At about 10:30 a.m., the FCC let the press know it had ordered Time Warner to restore the network to those systems "immediately," An FCC spokeswoman was trying to determine at press time what "immediate" meant precisely, what appeal process Time Warner might have, and what the FCC's recourse for noncompliance might be.
The FCC said the NFL had made a case that the Time Warner move could do the network "irreparable harm," while keeping it on would not pose a similar hardship on Time Warner, since the carriage fight between NFL Network and the cable operator was not that Time Warner didn't want the channel, but that it didn't want it at NFL's price or terms.

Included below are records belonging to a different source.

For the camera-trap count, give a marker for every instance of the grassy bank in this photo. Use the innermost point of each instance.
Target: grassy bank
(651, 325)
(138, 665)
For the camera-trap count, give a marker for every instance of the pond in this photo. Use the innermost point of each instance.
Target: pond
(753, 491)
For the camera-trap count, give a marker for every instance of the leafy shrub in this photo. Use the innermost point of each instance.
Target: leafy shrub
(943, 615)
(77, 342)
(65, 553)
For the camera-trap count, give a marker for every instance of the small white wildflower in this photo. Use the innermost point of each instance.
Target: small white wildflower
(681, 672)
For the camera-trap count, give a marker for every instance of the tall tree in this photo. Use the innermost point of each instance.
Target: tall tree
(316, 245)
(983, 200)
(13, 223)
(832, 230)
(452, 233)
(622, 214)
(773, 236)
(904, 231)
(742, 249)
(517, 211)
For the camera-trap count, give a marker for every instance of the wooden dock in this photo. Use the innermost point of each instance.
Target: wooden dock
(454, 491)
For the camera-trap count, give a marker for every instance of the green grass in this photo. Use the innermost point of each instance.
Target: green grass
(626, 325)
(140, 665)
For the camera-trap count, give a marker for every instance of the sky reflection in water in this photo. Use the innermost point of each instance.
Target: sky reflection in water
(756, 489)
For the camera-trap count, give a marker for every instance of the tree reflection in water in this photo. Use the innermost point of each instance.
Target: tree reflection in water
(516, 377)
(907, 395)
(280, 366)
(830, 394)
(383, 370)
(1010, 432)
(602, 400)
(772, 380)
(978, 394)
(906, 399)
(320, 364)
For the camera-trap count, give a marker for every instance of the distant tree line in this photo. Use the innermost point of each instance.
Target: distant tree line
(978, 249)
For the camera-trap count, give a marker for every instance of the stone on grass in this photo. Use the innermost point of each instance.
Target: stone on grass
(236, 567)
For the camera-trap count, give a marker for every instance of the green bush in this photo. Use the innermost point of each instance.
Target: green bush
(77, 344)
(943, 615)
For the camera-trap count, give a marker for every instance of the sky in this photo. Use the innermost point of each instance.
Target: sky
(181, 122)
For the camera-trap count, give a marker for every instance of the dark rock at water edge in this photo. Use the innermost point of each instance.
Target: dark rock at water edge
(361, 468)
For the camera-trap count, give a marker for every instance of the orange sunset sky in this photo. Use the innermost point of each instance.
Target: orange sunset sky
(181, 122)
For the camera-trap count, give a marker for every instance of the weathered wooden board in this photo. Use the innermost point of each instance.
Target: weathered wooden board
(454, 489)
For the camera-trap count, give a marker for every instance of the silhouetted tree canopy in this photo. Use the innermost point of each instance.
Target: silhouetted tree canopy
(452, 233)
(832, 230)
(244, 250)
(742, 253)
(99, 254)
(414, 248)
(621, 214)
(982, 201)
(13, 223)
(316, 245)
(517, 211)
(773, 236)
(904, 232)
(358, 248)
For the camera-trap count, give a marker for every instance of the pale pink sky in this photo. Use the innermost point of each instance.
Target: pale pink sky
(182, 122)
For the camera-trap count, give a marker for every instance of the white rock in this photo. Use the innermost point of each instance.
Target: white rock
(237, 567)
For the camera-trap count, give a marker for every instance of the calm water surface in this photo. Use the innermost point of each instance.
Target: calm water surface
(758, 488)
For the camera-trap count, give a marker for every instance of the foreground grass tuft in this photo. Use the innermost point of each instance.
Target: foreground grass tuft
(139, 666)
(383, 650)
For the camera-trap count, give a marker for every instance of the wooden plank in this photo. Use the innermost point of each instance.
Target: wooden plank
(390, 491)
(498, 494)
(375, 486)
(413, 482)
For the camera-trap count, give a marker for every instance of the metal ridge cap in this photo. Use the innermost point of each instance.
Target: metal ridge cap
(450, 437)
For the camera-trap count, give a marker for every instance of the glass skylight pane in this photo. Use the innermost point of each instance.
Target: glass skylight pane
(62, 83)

The NFL "is not on at this moment," said Time Warner spokesman Mark Harrad. "We're reviewing the order to see what avenues of appeal are available to us. Whatever action we take will be dependent on that." It was not clear whether that would be an FCC appeal or a court challenge.
The FCC has not ruled on an NFL Network program carriage complaint filed earlier this week against Time Warner, but it has concluded that it is in the public's interest to keep the network on Time Warner while it tries to resolve it.
In that complaint, the NFL argued that Time Warner did not give the requisite 30-day notice before it pulled the network Aug. 1. Time Warner says it did. The FCC Thursday said the NFL Network had made a sufficient case for insufficient notice to warrant restoring the network while it judged the complaint.
Time Warner wants the NFL network to anchor a digital sports tier, while NFL wants to be in the most popular basic package.
The NFL is said to be asking $100 million for the package, or in the neighborhood of 90 cents per sub per month. If so, that is high by cable network standards. At the high end, ESPN gets three dollars a sub, but the bulk of top-tier cable nets are in the 20 cent-50 cent range.
The NFL Network has acquired some negotiating muscle since getting a package of regular-season games, the first in its history.